Scientists recently announced that they have optimized a way of assembling mobile clusters of cells to organize other cells into micro clusters that, under the right condition, could be mobile on themselves. Scientist call this process “kinematic self-replication,” although that’s not entirely right—the copies need help from humans to start moving on their own, are smaller than the originals, and the copying this process grinds to a halt after just a couple of cycles.
“This is profound,” added Michael Levin, co-leader of the research. “These cells have the genome of a frog, but, freed from becoming tadpoles, they use their collective intelligence, a plasticity, to do something astounding.”
The research team stated that the new research may be beneficial for advancements in human regenerative medicine.
“If we knew how to tell collections of cells to do what we wanted them to do, ultimately, that’s regenerative medicine — that’s the solution to traumatic injury, birth defects, cancer, and aging,” Levin said.
“All of these different problems are here because we don’t know how to predict and control what groups of cells are going to build. Xenobots are a new platform for teaching us.”
Mobile orbs of cells
The entire process begins by isolating the embryonic cells from a single frog’s egg. With the cells’ many very interesting properties, two are relevant for this work. The first is that these cells adhere to each other. If you leave a cluster of them in a culture dish, they’ll pull together into a ball. You can even dissociate them entirely and leave a collection of them in culture, and they’ll s cling back together and form a ball of cells that way.
The living cells’ second relevant feature is that they will intelligently self-organize, such that the external cells have thread-like projections called cilia. These spin around in circles, pushing against the surrounding fluid of the culture medium. Over time, neighboring cells coordinate their cilia such that, eventually, the entire ball of cells will end up spinning its cilia in synchrony.

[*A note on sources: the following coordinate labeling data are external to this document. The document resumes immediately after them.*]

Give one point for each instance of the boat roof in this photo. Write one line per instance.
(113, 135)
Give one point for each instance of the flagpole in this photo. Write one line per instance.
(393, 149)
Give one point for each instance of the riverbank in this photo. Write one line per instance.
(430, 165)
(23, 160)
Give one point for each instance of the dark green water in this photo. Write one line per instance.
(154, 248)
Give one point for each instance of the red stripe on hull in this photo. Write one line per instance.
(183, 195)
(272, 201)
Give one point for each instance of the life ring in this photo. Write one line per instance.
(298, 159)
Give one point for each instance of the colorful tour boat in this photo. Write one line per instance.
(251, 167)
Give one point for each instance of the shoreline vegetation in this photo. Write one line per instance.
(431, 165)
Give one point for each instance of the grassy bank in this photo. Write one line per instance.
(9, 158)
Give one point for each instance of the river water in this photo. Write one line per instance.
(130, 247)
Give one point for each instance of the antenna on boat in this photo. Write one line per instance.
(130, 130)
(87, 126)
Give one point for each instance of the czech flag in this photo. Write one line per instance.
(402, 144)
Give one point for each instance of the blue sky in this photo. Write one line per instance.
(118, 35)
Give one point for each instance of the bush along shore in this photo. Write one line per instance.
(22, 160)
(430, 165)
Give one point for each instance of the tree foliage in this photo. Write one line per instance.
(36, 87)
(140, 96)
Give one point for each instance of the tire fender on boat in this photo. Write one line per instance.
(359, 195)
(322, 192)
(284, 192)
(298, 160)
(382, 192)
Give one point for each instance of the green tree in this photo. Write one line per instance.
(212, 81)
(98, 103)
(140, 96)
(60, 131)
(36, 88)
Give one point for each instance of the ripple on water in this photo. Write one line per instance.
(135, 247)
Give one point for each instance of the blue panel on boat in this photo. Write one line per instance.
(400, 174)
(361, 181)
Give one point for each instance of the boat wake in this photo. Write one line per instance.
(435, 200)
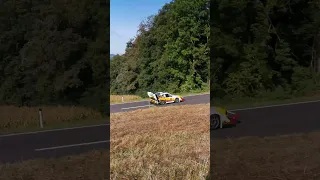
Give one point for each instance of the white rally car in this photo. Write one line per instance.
(220, 117)
(162, 98)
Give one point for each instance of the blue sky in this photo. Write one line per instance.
(125, 17)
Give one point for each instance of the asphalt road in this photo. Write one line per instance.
(195, 99)
(273, 121)
(55, 143)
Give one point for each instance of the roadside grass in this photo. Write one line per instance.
(174, 145)
(88, 166)
(114, 99)
(127, 98)
(21, 119)
(295, 157)
(178, 148)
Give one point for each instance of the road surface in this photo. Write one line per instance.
(274, 120)
(195, 99)
(53, 143)
(56, 143)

The issue with this process is that it’s is thus inefficient. The second generation of MBCs was smaller than the first and traced a smaller circle. At most, you could go two generations of progeny MBCs before the whole process stalled out. So, these are not especially accurate or efficient replicators.
The new research looked at ways to optimize this by altering the shape of the original MBCs. But surgically modifying an MBC is challenging work, and then it needs a few weeks in contamination-prone culture dishes to see how it behaves. Being inherently lazy, the researchers decided to model their behavior using computers, implementing an evolutionary algorithm that created variations of shapes that were then tested for their ability to herd cells using a physics simulator.
A researcher who is involved in the work who is in the Department of Computer Science told CNN that this combination of algorithm and modeling is an AI. If scientists want the public to understand what they’re doing better, it would help if they actually gave the public accurate information.)
Since the most effective Xenobot replication starts by piling up a large amount of cells, the algorithm essentially found forms of MBCs that did so most effectively. The solution the model came up with turned out to be a half-toroid.
Creating these Xenobots required the researchers to perform surgery on MBCs, cutting out a notch on one side of the ball after it was squashed flat into a disk, and then unflattening it. But the results were impressive: some of the crescent-shaped MBCs could produce progeny that could go for an additional three generations before the process failed. But again, this wasn’t exactly self-replication, since the ensuing future that generations wouldn’t assume a crescent shape without surgical intervention.